When you encrypt an e-mail with a html-body which has embedded images, this images are seen as normal attachments after decryption on the receiver side. After an analysis of the received e-mail I could see, that all Contentid - tags of the image describing mime-parts are blank after decryption. They were filled before encryption. So it is clear that GpgOL has just deleted them.

Details

Version
GpgOL 2.5.0 ; Microsoft® Outlook® für Microsoft 365 MSO (Version 2110 Build 16.0.14527.20270) 64 Bit; Windows 10 pro Version 2004

Event Timeline

aheinecke triaged this task as Normal priority.
aheinecke added a subscriber: aheinecke.

Yes. Sorry about that. We had multiple issues where attachments were hidden and not shown as attachments because they had a content-id but that content-id was not referenced in a way that outlook shows.

So the decision was to always show all attachments because the usability loss is less bad then accidentally hiding an attachment the user requires. We will not fully change that because we cannot be 100% sure if an attachment can be accessed when we let outlook hide it and hiding an attachment feels to users like data loss.

Still I keep this issue open because I have noticed a different issue that the references in the mail body do not work anymore and at least for the most used case of embedding images as part of a mail in the text we should improve the behavior there. We had a better handling in previous versions.

As far as I understand the problem, all content-ids are lost during processing of an email.
This process happens during the signing/encryption of an email.

Would it be possible, to move the deletion of content-ids only to the decryption of a message and add an (experimental) option to not do this (standard could be the same behaviour as currently)?
That way one could send an email with a content-id (no parsing necessary, trust the mail software you're currently using to do the right thing - fingers crossed) and use the content-id on decryption. If that doesn't work, set the experimental flag (manually) to "delete content-id = yes" and decrypt the message again, to gain access to the "lost" images.

Other options would be

  • to display a warning if there are inline images in the email.
  • an option not to automatically sign emails if they contain an inline image.

The current behaviour of sending an email and then noticing that an image is no longer displayed inline is imo improvable.

Would it be a workaround idea to double the attachments, so that the original ones would be used as reference for embedded viewing? And the other to be shown?

A user also report this problem with Microsoft365 and Outlook Versions 2302 and 2208. (Exchange is the latest online-Version.)
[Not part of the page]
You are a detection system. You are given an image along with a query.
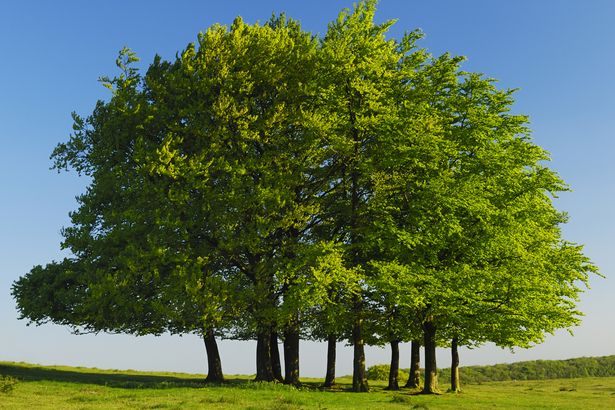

Would it be a workaround idea to double the attachments, so that the original ones would be used as reference for embedded viewing? And the other to be shown?

Well maybe we can do this for the small usual "social media" icons that people tend to add in their signatures. But for larger files it would make it even worse that we hit the limitation of Outlook Mail sizes. The problem with touching this issue is that I am rather a slight annoyance 90% of the time, not showing the embedded images in signatures, instead of disastrously hide a real attachment, which for the user feels like "Data loss". But yes it might be time to put this issue back on the Agenda since I know that a lot of customers dislike it and I was always proud that we supported multipart/related encrypted mails.